Wednesday, October 20, 2010

Scratchy old music

There's been some great reading pop up recently on the issue of music archives, and saving our musical history from disappearing. Andrew Dubber has a site called Deleting Music, which is a sober reality check. One of my favourite posts there is about Uchenna Ikonne...

"Nigerian news outlet 234Next has a great article about Uchenna Ikonne, a man who is preserving and archiving the history of Nigerian popular music of the past 50 years – and reissuing it on his label, Comb & Razor Sound. Some really great and noteworthy things about US-based Uchena Ikonne...

1) He’s a real digger
I remember when I first started telling people in Nigeria that I am looking for old records and stuff like that.
They told me, “You can’t find that kind of thing in Nigeria today.” My reply was “No, you mean YOU can’t find it… I can!” And they would say “Ha! You won’t see that sort of thing in the market o!” The market? Are you kidding? Who is looking at the market? To find this stuff, you need to go ‘under’ the market! For months on end I would be rummaging through dark and filthy storage spaces, day in and day out. Getting sinus infections from the dust and mould… digging through urine-soaked garbage and getting bitten by rats. And in the end, when I show all the material I’ve gathered, people always ask “How did you find this stuff?” as if I’m a magician. But really, it’s all right here under our noses!
Go read the rest of Dubber's piece here. It's fantastic.

 Simon Grigg writes on "the quickly evaporating New Zealand musical past." He talks about setting up a Music Archive. We already have the National Library collecting NZ recordings, but this is more about preserving not only recordings but master tapes and associated material and making recordings available to the public.

Simon has a shockingly big list of local releases post-1974 that are out of circulation or in very poor quality CD reissues  - things like  Miltown Stowaways and the Unsung Records catalogue, and there's at least 8 albums from the Deep Grooves label on there too, which, if people could gte to discover them would prove that Auckland did the funky-regggae-dance-thang over a decade before the Welly reggae sound leapt onto the scene.

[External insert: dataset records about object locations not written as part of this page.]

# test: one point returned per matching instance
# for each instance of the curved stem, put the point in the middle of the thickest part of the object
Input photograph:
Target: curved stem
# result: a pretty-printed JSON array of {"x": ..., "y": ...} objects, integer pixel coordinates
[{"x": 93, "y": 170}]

Russell Brown added to the topic, pointing out there's  a discussion document currently doing the rounds amongst stakeholders, including Rianz, on this very issue.

Andrew Schmidt at Mysterex has a piece on saving our musical history, worth a read.

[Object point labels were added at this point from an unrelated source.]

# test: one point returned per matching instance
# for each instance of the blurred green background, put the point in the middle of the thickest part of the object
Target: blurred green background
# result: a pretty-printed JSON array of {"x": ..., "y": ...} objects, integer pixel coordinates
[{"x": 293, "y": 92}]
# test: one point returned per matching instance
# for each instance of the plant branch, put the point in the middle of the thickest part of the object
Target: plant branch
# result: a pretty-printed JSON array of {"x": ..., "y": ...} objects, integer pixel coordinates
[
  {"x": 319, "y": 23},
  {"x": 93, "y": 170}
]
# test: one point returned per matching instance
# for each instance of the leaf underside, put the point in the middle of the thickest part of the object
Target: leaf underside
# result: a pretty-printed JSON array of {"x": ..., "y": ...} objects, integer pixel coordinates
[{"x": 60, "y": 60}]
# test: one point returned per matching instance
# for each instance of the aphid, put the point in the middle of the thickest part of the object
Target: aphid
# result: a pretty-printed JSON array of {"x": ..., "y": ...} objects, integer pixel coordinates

"Slice of Heaven, the new Te Papa permanent installation, is a frustrating space for a historian concerned with twentieth century New Zealand heritage and identity and music's role in it....  Our music history is there but it begins (and ends) with 1950s rock n roll. They clearly didn't speak to Chris Bourke. Blam Blam Blam’s No Depression in New Zealand can be heard behind one early 1980s film segment (but not the Springbok Tour one)..."

A lot of the discussions around this area remind me of what I love about Wax Poetics magazine - they dedicate their mag to uncovering recordings and delving deep into the story behind them - who recorded them, who played what...  A lot of that is solving mysteries around records while the folk involved are still living.